The MF-RANet overall model built in this article is shown in Fig. 4. In the figure, the main feature frame path takes the ResNet50 network as the main body, and layers 1–4 in the ResNet50 network are represented as stages 1–4 in the figure. First, the attention mechanism is used to focus attention on some important or interesting information. Then, each layer of the ResNet50 network is cross stacked with four attention modules, and the resulting structure is Boxes 1–4 in Fig. 4. The resulting structure gives different weights to the feature information processed in the ResNet50 network to filter out the unimportant information and extract the large available features required for the identification of citrus diseases. This process can effectively improve processing efficiency and model performance. In addition, the detailed feature frame path extracts features in parallel with the main feature frame path in the graph, and all lead to the full connection layer. A feature fusion module is added on each layer of the main feature frame path in parallel. The micro features in each layer are extracted to obtain the detail feature layers of layers M1–4 in Fig. 4. Finally, the detailed features fused in layers M1–4 are input to the whole company layer and detected together with the large information features. This avoids the loss of small features to a great extent and optimizes the network performance. The experimental results show that the network structure composed of the main feature frame and detail feature frame plays an important role in citrus disease recognition accuracy. In addition, we use the ELU activation function in the basic ResNet50 network to solve the problems of gradient disappearance and gradient explosion. At the end of the network, we use label smoothing regularization to suppress the overfitting of the MF-RANet network and improve citrus disease classification accuracy.

Fig. 4
figure 4

Schematic diagram of the MF-RANet model

Main feature box road

The main feature box is composed of each layer of the ResNet50 network and attention module. The following focuses on the ResNet50 and RAM structures.

1. ResNet50

ResNet is a network model proposed by He et al. [24] in 2015. At present, it has surpassed a series of algorithms, such as VGG [25], R-CNN [26], Fast R-CNN [27], and Faster R-CNN [28], in image classification and has become a basic feature extraction network in the field of general computer vision. ResNet50 uses a residual unit, which reduces the number of parameters and adds a direct channel in the network, increasing CNN's ability to learn features [29]. It can solve the difficult problem of gradient vanishing network training in a deep network. Through this residual unit structure, the network learning goal can be simplified, and the classification accuracy can be improved, which has good portability.

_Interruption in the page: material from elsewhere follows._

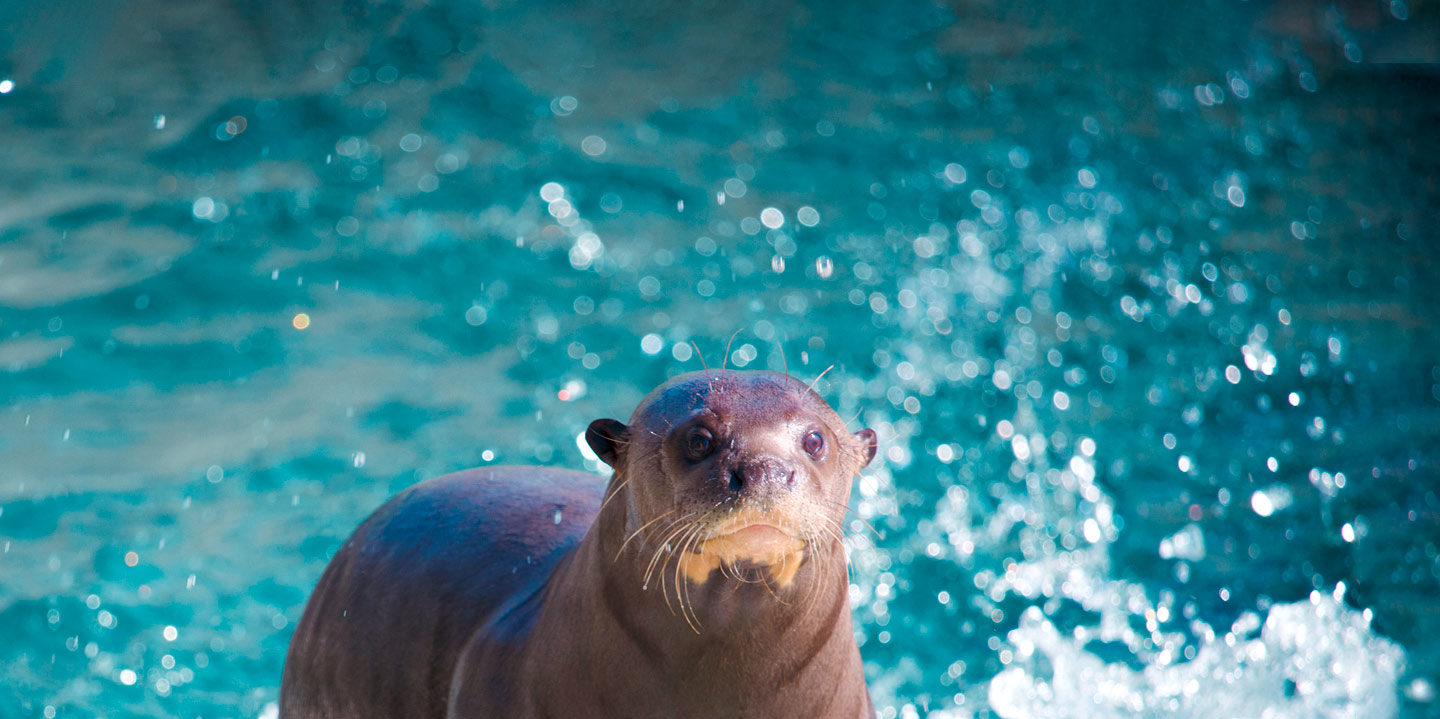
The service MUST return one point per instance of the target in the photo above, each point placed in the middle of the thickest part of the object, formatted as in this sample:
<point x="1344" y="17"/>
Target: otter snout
<point x="761" y="474"/>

Each layer of the ResNet50 network contains 2 modules, an identity block and a convolution block. Convolution blocks can change the network dimension, but they cannot be connected in series; identity blocks are used to deepen the network and can be connected in series. With the deepening of the network level, the learned things become more complex, and the number of output channels increases. Therefore, while using identity blocks to deepen the network, it is also necessary to use convolution blocks to convert dimensions so that the features of the part in front can be transmitted to the feature layer in the back. Compared with previous networks, it is still one of the classic and used networks because of its few parameters, deep layers and excellent classification and recognition effect. However, for the problems that small features are easy to ignore and similar features are not easy to distinguish in the identification of citrus diseases, a single ResNet50 structure is still not enough. Therefore, this article improves upon ResNet50.

2. RAM

When people observe and recognize the target, they will focus on the prominent part of the target and ignore some global and background information. This selective attention mechanism is consistent with the characteristics of the discrimination part in fine-grained image classification. Then, in order to focus on monitoring the different features of the citrus diseases image, this paper cross adds the residual attention mechanism in each layer of resnet50. The RAM can give higher weight distribution to the features containing disease identification information. It can effectively improve the effect of fine-grained classification. There are two branches in RAM, namely, the mask branch and trunk branch. The trunk branch is convolution, and the mask branch outputs the attention feature map with the same dimension through feature map processing. Then, the characteristic graphs of the 2 branches are combined by point multiplication to obtain the final output characteristic graph. Finally, the RAM model is formed, as shown in Fig. 5. The structure and model construction of the RAM module are introduced below:

Fig. 5
figure 5

RAM schematic diagram

In the trunk branch structure, there are two convolutions in the main RAM branch structure, and the input features are directly processed into the same size as the mask branch structure 7 × 7.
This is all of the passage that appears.